Although it is well established that a statute is entitled to a strong presumption of constitutionality, State v. Renalist, Inc. (1978), 56 Ohio St. 2d 276, 278, this court, in interpreting a statute cannot simply rewrite it to make it constitutional. Seeley v. Expert, Inc. (1971), 26 Ohio St. 2d 61, 71.
R. C. 2715.03 clearly requires the clerk of courts to issue the order of attachment without any form of judicial review. Although we might be able to construe other provisions in R. C. Chapter 2715, without rewriting them, in a manner in accordance with the minimum standards of due process set forth in Mitchell and Di-Chem, we cannot, without rewriting R. C. 2715.03, impose judicial review on the prejudgment attachment process.
*322We hold that the prejudgment attachment procedure provided for in R. C. Chapter 2715 fails to give a defendant sufficient due process guarantees under the United States and Ohio Constitutions due to the failure of the statute to provide for judicial supervision of the procedure.
The judgment of the Court of Appeals is modified insofar as it limits its ruling to the facts in the case at bar, and, as modified, affirmed.

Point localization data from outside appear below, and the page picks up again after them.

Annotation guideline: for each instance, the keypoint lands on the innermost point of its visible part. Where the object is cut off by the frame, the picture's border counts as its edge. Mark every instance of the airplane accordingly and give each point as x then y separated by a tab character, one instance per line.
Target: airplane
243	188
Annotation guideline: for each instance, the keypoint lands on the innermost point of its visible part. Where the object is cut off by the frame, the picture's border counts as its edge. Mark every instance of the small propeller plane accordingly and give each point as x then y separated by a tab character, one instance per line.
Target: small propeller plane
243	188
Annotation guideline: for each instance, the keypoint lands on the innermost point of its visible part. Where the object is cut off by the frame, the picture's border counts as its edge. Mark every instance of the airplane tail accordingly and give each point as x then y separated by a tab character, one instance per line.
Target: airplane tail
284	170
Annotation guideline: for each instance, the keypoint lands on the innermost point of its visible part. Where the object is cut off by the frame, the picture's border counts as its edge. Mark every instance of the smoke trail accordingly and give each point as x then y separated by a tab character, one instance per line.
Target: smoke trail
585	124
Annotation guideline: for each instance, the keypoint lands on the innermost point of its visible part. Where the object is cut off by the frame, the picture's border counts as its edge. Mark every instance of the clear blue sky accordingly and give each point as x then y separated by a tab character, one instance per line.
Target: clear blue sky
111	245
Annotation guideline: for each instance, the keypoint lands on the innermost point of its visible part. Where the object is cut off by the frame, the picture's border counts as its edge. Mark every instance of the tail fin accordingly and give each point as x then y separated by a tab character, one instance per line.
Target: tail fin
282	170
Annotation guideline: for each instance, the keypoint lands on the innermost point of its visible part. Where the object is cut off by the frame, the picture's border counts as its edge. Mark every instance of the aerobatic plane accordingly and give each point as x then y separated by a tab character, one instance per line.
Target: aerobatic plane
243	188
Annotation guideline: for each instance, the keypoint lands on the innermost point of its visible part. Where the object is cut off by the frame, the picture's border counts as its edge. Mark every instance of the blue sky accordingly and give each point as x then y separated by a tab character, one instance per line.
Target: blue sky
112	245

Judgment affirmed, as modified.
Herbert, W. Brown, P. Brown, Sweeney and Locher, JJ., concur. Holmes, J., dissents.R. C. 2715.01 states in relevant part:
“In a civil action for the recovery of money, at or after its commencement, the plaintiff may have an attachment against the property, other than personal earnings, of the defendant upon any one of the following grounds:
“(A) Excepting foreign corporations which by compliance with the law therefore are exempted from attachment as such, that the defendant or one of several defendants is a foreign corporation;
“(B) That the defendant is not a resident of this state;
“(C) That the defendant has absconded with the intent to defraud his creditors;
‘ ‘(D) That the defendant has left the county of his residence to avoid the service of a summons;
“(E) That the defendant so conceals himself that a summons cannot be served upon him;
“(F) That the defendant is about to remove his property, in whole or part, out of the jurisdiction of the court, with the intent to defraud his creditors;
“(G) That the defendant is about to convert his property, in whole or part, into money, for the purpose of placing it beyond the reach of his creditors;
“(H) That the defendant has property or rights in action, which he conceals;
“(I) That the defendant has assigned, removed, disposed of, or is about to dispose of, his property, in whole or part, with the intent to defraud his creditors;
“(J) That the defendant has fraudulently or criminally contracted the debt, or incurred the obligations for which suit is about to be or has been brought;
“(K) That the claim is for work or labor, or for necessaries;
“(L) That the defendant has not complied with the provisions of sections 1306.01 to 1306.09, inclusive, of the Revised Code, relating to bulk transfers.”